You use Alice in Chains’ “Don’t Follow” for your intro music. Why did you pick that song?
I was having some people make intro music for me, and none of it was sounding quite right. And my mom [Alice in Chains manager Susan Silver] was like, “Let’s think. What about an Alice song?” Hold up, Jar of Flies’ “Don’t Follow” was the first song I clicked on. And I was like, “Oh, that sounds so rad.” And then, Layne [Staley] obviously had his own struggles with mental health and addiction. And I’ve learned a ton from those guys. So it just had a lot of meaning to me in that way, in terms of what I’ve learned from them about strength, fortitude, stamina, and overcoming grief and loss.
Has Jerry Cantrell been supportive of the show?
We’ve talked about it a little bit. I have the support of people like Jerry, [Soundgarden and Pearl Jam drummer] Matt Cameron, [Alice in Chains bassist] Mike Inez, and [Alice in Chains drummer] Sean Kinney. They’ve been father figures in my life; they’ve been uncles in my life. So they’re going to support whatever endeavors I have. That’s a community I’ve really leaned on in my life.
Let’s end this the way you ended your first episode of Mind Wide Open: What’s been giving you hope lately?

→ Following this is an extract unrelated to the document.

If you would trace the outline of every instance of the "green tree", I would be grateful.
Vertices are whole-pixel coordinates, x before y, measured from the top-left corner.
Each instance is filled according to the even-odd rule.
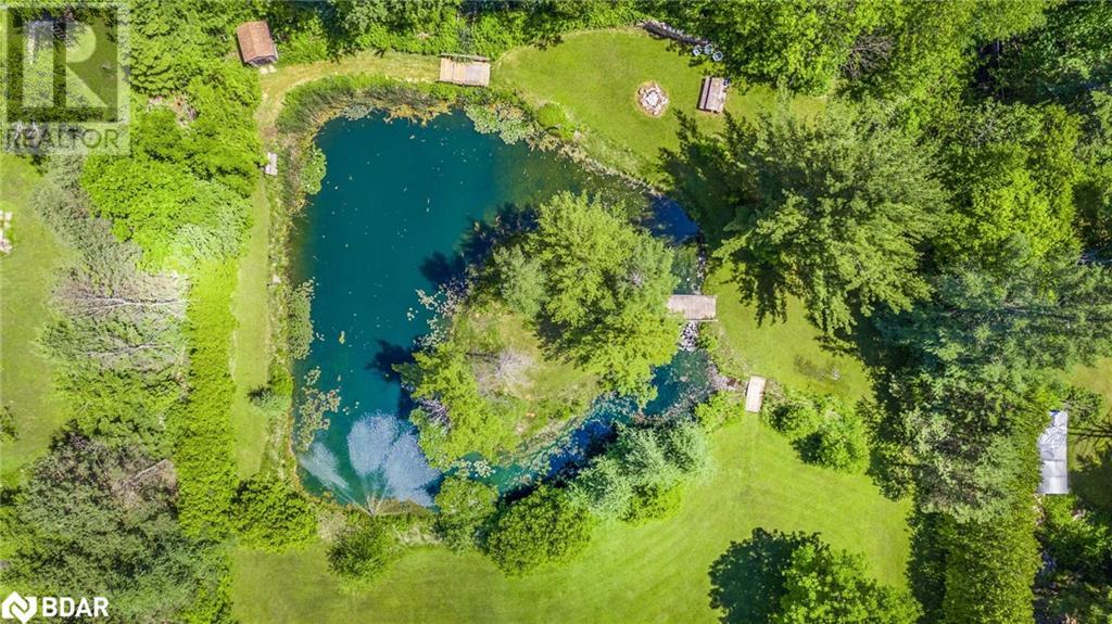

I think the response just to my first episode. The amount of people that have said, “I struggle with so many of these things. I haven’t known how to talk about it.” Or, “My daughter struggles with these things,” or, “My neighbor struggles with these things, and this episode provided me with vocabulary to talk about it.” That part of it just literally filled me with so much joy and to be able to bring validation and hope to other people, it gives me so much hope. It’s a conversation being started. It brings me a ton of hope.